Jedes Änderungsverfahren beginnt mit einem Auslöser, der interner, externer oder regulatorischer Natur sein kann. Die vorgesehene Änderung ist im Änderungsantrag zu beschreiben und zu begründen. Die Auswirkungen der Änderung werden risikobasiert beurteilt. Im Rahmen der Risikosteuerung wird dann über Genehmigung, Ablehnung oder Abbruch des Änderungsverfahrens entschieden. Änderungen dürfen erst nach erfolgter Genehmigung umgesetzt werden. Dabei sind ggf. weitere Voraussetzungen zu erfüllen und/oder Dokumente anzupassen. Für umfangreiche Änderungen kann auch eine eigene Projektorganisation erforderlich sein. Nachdem die Änderung umgesetzt ist, muss geprüft werden, ob die beabsichtigte Wirksamkeit auch gegeben ist. Je nach Art der Änderung kann dies z. B. im Rahmen des Management Reviews oder des PQRs erfolgen, oder im Rahmen der fortlaufenden Prozessverifikation und des Abweichungsmanagements verfolgt werden.
Wie ist das Änderungsmanagement zu dokumentieren?
Die Dokumentation des Änderungsmanagements umfasst nicht nur die Einzelfalldokumentation. Das Änderungsmanagement muss in der Qualitätspolitik und im Validierungsmasterplan verankert sein und in einer Verfahrensanweisung beschrieben werden. Außerdem müssen alle Roh- und Sekundärdaten, die im Zusammenhang mit einer Änderung genutzt werden, vollständig erfasst und aufbewahrt werden. Zur Archivierung von Verfahrensanweisungen und Anträgen zum Änderungsmanagement gibt es keine spezifischen regulatorischen Anforderungen. Die Aufbewahrungsdauer richtet sich u.a. nach dem Gegenstand der Änderung.
Wie wird das Änderungsmanagement auditiert?
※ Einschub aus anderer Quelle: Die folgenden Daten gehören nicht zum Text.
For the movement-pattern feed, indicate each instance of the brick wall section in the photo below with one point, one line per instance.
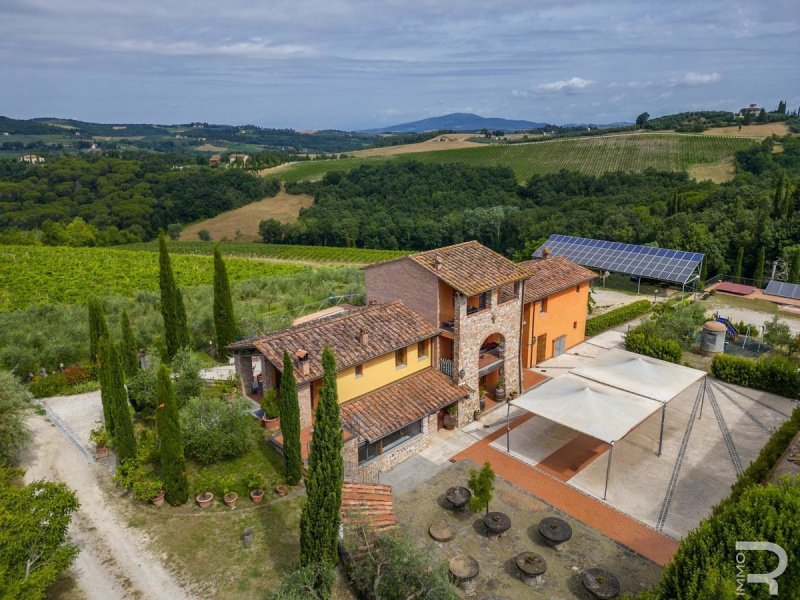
(304, 399)
(471, 331)
(404, 280)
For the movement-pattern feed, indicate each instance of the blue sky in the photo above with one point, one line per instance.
(352, 64)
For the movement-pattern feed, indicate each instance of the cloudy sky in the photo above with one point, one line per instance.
(366, 63)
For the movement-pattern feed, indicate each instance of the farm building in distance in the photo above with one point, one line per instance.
(445, 334)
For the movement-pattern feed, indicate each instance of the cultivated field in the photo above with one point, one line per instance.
(593, 156)
(757, 131)
(316, 254)
(34, 274)
(448, 141)
(242, 223)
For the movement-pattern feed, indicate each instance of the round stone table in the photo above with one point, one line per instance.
(496, 523)
(555, 531)
(464, 569)
(458, 496)
(600, 583)
(441, 531)
(531, 567)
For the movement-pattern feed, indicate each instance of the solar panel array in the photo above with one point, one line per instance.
(783, 289)
(675, 266)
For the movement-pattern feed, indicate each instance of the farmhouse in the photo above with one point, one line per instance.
(445, 334)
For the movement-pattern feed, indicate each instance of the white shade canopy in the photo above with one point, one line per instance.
(642, 375)
(598, 410)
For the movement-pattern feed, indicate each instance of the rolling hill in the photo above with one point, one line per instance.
(458, 122)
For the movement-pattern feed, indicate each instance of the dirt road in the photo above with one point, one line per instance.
(113, 561)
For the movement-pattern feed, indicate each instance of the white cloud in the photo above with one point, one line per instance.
(574, 83)
(692, 78)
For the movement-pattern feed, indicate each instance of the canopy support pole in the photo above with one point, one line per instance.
(608, 469)
(508, 428)
(703, 398)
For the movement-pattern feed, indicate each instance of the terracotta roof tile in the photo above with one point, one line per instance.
(389, 327)
(387, 409)
(470, 267)
(550, 275)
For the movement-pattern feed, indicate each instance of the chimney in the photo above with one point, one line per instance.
(302, 359)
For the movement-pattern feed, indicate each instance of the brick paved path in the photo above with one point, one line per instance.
(613, 523)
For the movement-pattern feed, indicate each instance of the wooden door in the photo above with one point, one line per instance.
(541, 347)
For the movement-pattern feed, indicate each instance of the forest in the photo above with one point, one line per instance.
(409, 205)
(112, 200)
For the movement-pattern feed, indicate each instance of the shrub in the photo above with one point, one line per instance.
(215, 429)
(641, 342)
(776, 374)
(396, 569)
(616, 317)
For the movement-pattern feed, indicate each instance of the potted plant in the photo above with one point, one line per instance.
(255, 483)
(228, 495)
(101, 438)
(149, 490)
(500, 390)
(204, 485)
(269, 405)
(451, 417)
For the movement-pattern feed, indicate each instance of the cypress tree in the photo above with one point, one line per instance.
(122, 427)
(98, 328)
(319, 522)
(173, 461)
(103, 375)
(130, 354)
(176, 331)
(290, 422)
(737, 272)
(224, 320)
(758, 273)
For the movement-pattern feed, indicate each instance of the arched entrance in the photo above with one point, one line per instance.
(491, 359)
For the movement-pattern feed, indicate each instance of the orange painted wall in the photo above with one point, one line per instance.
(566, 315)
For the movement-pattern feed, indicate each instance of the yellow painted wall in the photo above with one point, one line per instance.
(566, 315)
(380, 371)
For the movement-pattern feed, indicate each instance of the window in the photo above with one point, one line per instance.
(400, 358)
(368, 451)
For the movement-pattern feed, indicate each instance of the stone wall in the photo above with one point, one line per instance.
(470, 333)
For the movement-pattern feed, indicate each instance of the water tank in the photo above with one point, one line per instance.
(712, 340)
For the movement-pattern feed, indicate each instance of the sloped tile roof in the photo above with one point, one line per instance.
(389, 326)
(370, 503)
(387, 409)
(469, 267)
(550, 275)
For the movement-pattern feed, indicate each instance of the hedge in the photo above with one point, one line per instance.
(776, 374)
(616, 317)
(650, 345)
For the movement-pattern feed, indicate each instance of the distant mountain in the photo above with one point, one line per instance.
(458, 122)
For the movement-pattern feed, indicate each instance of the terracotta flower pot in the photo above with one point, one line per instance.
(204, 500)
(271, 424)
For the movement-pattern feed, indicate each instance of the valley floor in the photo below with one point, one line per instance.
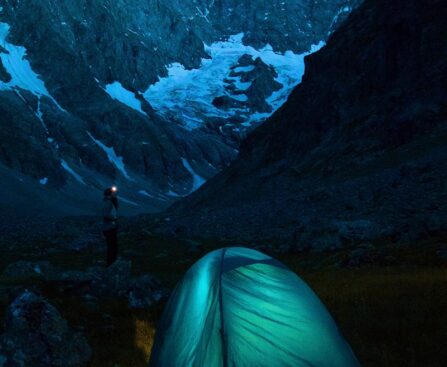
(393, 312)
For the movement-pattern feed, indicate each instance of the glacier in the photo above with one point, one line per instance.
(188, 94)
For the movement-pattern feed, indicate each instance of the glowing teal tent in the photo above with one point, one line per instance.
(237, 307)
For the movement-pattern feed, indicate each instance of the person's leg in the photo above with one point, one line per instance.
(109, 241)
(114, 245)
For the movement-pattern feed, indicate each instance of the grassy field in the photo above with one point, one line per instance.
(391, 315)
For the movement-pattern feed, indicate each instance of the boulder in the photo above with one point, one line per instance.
(144, 292)
(37, 335)
(27, 269)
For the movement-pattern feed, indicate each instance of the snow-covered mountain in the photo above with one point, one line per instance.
(152, 95)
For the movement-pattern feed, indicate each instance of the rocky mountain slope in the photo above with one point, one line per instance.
(358, 151)
(152, 95)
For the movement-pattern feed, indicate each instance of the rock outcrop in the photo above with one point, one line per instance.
(37, 335)
(74, 115)
(356, 154)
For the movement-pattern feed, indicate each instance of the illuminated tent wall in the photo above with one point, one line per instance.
(237, 307)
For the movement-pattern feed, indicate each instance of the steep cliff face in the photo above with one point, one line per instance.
(81, 84)
(358, 151)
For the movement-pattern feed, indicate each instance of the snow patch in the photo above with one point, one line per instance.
(126, 97)
(111, 155)
(19, 68)
(197, 179)
(188, 94)
(128, 201)
(77, 177)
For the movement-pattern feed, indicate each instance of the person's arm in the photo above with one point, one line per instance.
(107, 211)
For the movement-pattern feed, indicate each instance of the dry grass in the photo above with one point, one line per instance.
(392, 316)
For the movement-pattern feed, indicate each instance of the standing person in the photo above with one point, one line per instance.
(110, 225)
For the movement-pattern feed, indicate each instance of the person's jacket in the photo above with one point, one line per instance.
(109, 215)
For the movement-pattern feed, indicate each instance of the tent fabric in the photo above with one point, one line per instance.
(237, 307)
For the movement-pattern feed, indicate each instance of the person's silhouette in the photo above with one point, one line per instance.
(110, 223)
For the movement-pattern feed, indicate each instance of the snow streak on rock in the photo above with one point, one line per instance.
(113, 158)
(18, 67)
(118, 92)
(77, 177)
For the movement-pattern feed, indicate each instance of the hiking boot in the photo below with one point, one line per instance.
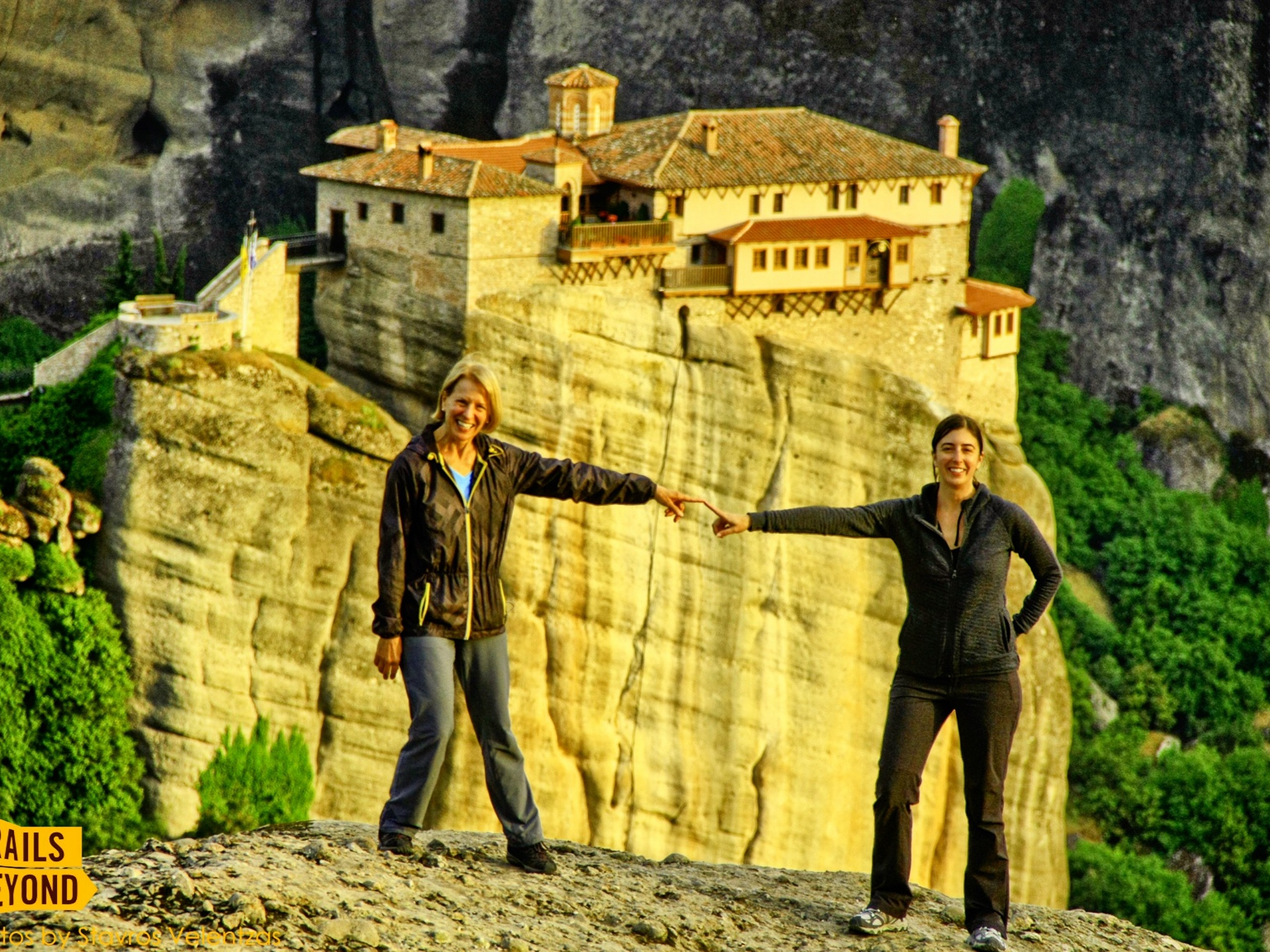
(535, 858)
(986, 939)
(399, 843)
(870, 922)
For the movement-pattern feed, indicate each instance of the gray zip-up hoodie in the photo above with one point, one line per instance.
(958, 622)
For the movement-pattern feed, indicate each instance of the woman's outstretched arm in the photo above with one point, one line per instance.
(873, 521)
(1026, 540)
(582, 483)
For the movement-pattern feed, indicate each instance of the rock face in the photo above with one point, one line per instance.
(1148, 135)
(672, 692)
(242, 526)
(1183, 450)
(325, 884)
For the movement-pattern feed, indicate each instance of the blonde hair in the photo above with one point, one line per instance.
(480, 373)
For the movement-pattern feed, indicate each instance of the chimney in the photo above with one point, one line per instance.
(386, 136)
(710, 128)
(951, 131)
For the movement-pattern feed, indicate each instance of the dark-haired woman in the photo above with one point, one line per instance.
(956, 653)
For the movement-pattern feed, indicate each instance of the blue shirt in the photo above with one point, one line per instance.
(464, 481)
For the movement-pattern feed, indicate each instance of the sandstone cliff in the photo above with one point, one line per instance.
(672, 692)
(324, 885)
(1148, 134)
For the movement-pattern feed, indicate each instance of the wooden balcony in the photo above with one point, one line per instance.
(697, 280)
(628, 239)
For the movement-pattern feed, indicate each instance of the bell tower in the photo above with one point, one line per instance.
(581, 102)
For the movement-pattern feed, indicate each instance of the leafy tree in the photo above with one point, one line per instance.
(1008, 235)
(1187, 652)
(1143, 890)
(23, 345)
(66, 757)
(120, 282)
(251, 783)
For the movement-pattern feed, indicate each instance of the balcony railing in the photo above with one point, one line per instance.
(697, 278)
(309, 244)
(618, 237)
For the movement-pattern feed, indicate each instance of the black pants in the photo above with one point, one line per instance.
(987, 714)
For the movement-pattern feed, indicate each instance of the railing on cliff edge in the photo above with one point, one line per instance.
(618, 235)
(698, 277)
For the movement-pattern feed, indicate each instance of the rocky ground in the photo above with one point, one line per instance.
(325, 885)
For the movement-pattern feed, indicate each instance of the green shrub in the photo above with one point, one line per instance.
(1144, 892)
(251, 783)
(66, 757)
(23, 343)
(60, 422)
(92, 455)
(1188, 651)
(1008, 237)
(56, 570)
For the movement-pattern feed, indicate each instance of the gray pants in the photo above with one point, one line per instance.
(429, 668)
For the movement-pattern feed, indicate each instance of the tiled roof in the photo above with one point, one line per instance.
(408, 137)
(758, 148)
(554, 157)
(987, 296)
(581, 76)
(506, 153)
(844, 226)
(455, 178)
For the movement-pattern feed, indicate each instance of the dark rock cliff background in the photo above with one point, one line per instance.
(1147, 127)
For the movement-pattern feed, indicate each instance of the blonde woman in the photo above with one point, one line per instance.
(447, 507)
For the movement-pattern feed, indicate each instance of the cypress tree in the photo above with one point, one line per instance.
(178, 273)
(120, 282)
(163, 278)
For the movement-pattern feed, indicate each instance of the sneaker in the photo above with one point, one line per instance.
(870, 922)
(987, 940)
(535, 858)
(399, 843)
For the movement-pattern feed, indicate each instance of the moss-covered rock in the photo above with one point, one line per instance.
(58, 572)
(17, 559)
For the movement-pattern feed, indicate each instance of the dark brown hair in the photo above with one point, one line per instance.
(956, 422)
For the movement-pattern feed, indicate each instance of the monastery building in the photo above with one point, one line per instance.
(741, 215)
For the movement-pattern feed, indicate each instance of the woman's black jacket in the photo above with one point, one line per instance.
(440, 559)
(958, 622)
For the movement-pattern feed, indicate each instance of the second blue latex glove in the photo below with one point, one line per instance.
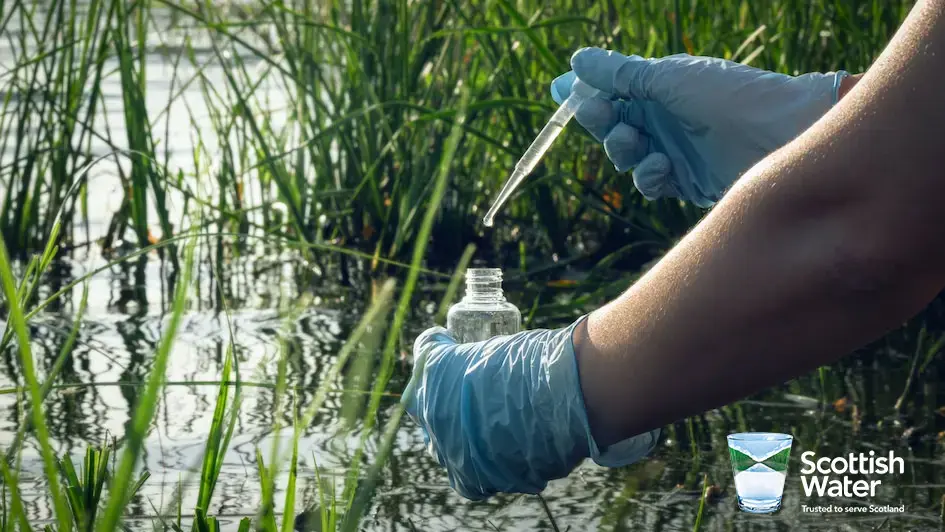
(690, 126)
(507, 414)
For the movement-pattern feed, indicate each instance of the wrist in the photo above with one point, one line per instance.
(847, 83)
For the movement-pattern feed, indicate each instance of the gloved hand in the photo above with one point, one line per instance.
(689, 126)
(506, 414)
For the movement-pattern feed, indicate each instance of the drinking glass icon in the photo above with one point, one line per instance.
(759, 463)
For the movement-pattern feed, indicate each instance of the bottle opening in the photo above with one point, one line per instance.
(484, 283)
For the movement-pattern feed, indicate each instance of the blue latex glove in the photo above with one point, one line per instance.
(690, 126)
(506, 414)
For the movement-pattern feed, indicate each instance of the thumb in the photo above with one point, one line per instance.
(431, 339)
(627, 76)
(428, 341)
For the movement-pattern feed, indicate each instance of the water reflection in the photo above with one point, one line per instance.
(126, 318)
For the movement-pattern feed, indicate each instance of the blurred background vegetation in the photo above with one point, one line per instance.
(244, 162)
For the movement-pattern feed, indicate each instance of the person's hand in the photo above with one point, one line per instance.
(690, 126)
(507, 414)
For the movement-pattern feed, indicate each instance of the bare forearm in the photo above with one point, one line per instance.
(802, 262)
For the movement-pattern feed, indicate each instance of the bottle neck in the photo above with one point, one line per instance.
(484, 285)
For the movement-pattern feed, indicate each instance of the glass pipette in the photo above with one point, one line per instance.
(579, 93)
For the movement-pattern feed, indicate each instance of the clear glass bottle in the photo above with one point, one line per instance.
(483, 311)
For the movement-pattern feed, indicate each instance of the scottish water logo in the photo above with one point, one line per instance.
(759, 463)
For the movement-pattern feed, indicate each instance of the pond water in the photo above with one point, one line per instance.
(125, 320)
(127, 313)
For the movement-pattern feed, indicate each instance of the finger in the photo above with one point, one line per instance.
(653, 176)
(561, 86)
(625, 76)
(598, 116)
(625, 146)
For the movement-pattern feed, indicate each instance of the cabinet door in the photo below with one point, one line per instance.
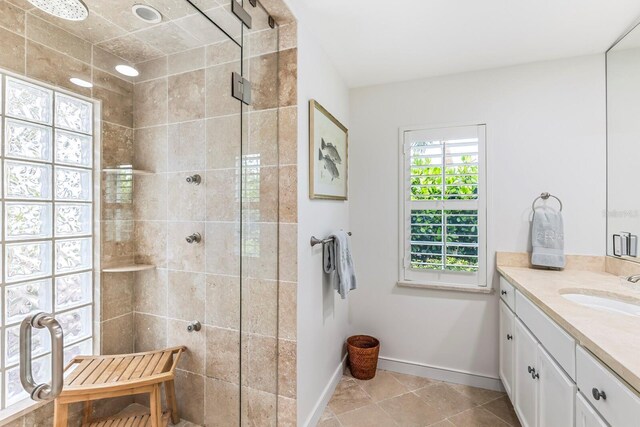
(556, 393)
(507, 320)
(586, 416)
(526, 387)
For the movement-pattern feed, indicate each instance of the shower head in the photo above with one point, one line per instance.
(71, 10)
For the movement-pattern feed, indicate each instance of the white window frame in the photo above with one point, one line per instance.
(25, 406)
(464, 281)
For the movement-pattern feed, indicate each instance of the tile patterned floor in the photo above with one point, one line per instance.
(392, 399)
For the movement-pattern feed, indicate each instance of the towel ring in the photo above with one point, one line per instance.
(545, 196)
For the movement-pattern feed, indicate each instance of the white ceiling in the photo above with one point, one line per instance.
(374, 41)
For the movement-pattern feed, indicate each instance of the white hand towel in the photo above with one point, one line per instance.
(547, 238)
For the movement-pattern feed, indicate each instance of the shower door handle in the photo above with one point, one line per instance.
(42, 391)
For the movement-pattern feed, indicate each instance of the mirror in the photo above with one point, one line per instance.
(623, 147)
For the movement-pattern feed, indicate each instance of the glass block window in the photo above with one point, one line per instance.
(46, 218)
(443, 213)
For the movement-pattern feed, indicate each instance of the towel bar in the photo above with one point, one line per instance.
(545, 196)
(316, 241)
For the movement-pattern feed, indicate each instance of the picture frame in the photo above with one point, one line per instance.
(328, 155)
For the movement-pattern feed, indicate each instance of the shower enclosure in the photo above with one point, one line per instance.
(140, 156)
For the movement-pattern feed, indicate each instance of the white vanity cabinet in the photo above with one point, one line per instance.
(556, 392)
(586, 416)
(507, 350)
(551, 379)
(544, 394)
(526, 387)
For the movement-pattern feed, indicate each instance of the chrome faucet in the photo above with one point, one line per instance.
(634, 278)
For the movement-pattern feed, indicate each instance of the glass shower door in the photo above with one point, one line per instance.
(260, 216)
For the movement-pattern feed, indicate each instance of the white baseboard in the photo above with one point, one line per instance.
(318, 409)
(440, 374)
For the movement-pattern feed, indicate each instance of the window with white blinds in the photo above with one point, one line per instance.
(443, 220)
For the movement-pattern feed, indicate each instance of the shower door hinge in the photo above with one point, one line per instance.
(242, 14)
(240, 88)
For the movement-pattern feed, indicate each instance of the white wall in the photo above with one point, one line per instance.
(322, 315)
(623, 80)
(545, 132)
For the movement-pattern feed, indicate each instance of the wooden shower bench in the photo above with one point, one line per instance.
(104, 377)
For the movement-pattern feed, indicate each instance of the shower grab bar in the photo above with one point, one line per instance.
(545, 196)
(43, 391)
(316, 241)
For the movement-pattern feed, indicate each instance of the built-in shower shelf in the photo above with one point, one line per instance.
(128, 268)
(127, 170)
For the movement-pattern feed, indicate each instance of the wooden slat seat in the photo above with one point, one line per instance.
(143, 420)
(90, 378)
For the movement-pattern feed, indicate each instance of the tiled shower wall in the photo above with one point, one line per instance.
(31, 47)
(186, 123)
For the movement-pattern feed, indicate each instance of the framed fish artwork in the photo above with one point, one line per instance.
(328, 148)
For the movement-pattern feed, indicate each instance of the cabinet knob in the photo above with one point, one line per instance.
(597, 394)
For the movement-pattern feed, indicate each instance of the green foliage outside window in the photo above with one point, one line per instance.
(428, 227)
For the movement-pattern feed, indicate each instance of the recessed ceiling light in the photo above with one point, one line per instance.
(72, 10)
(80, 82)
(146, 13)
(127, 70)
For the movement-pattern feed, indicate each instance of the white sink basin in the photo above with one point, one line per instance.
(605, 303)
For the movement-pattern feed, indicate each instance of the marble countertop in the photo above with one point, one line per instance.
(613, 338)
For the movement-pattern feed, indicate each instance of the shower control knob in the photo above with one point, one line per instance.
(194, 238)
(194, 326)
(194, 179)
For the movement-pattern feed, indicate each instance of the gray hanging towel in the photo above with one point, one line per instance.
(338, 263)
(547, 238)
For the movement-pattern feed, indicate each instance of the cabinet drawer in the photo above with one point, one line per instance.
(557, 342)
(621, 406)
(586, 416)
(508, 293)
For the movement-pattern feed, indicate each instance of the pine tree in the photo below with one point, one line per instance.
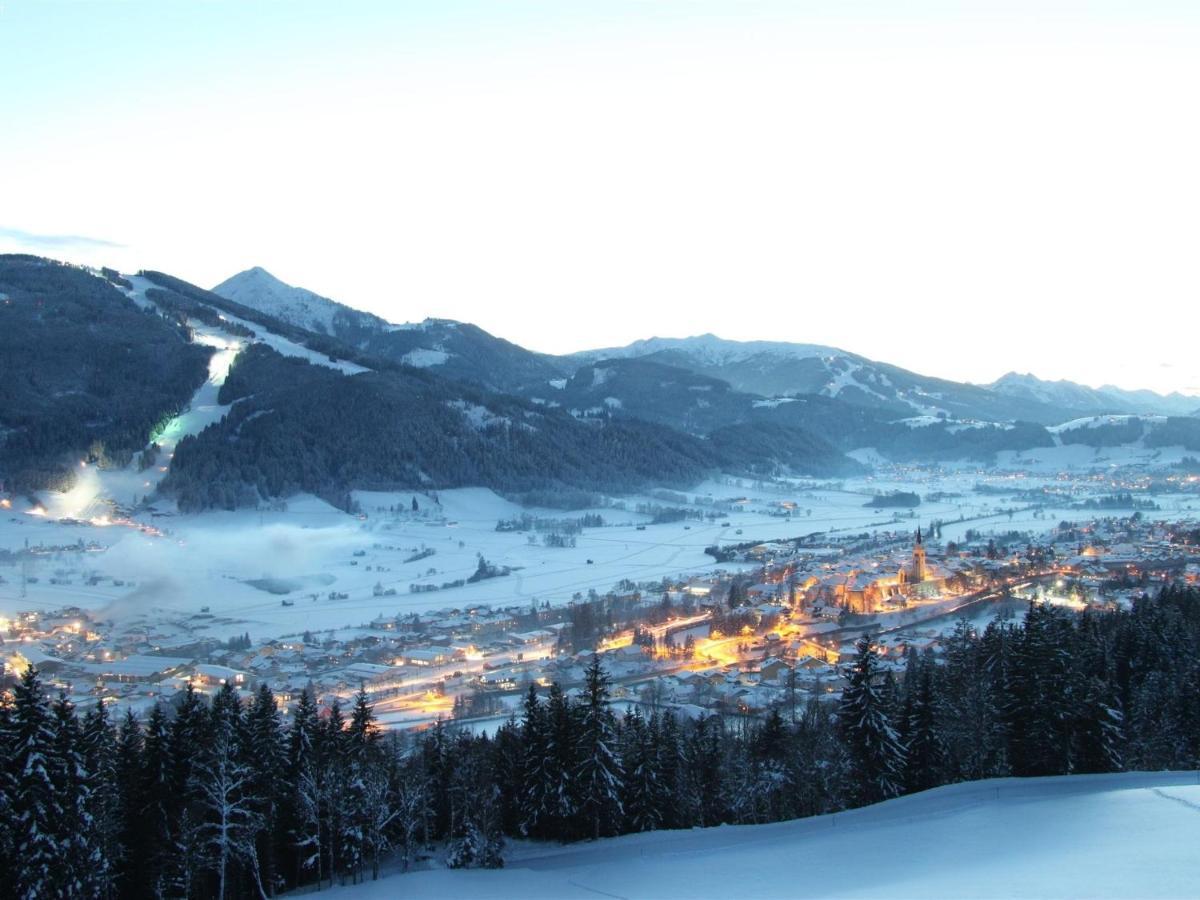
(641, 797)
(101, 761)
(7, 785)
(82, 868)
(924, 753)
(874, 755)
(562, 750)
(303, 808)
(264, 754)
(228, 817)
(187, 738)
(36, 811)
(537, 807)
(600, 774)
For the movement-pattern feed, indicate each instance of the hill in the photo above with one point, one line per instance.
(454, 349)
(303, 427)
(1121, 835)
(85, 372)
(1069, 395)
(258, 289)
(775, 369)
Die Überprüfung von Änderungsmanagementsystemen ist ein kritischer Prozess zur Sicherstellung, dass Änderungen den EU-GMP-Richtlinien entsprechen. Audits bei Auftragnehmern und Lieferanten sowie interne Audits (Selbstinspektionen) sind entscheidend für die Aufrechterhaltung der Produktqualität und die Einhaltung regulatorischer Anforderungen. Diese Audits sollten in regelmäßiger Frequenz sowie nach festgestellten Auffälligkeiten durchgeführt werden.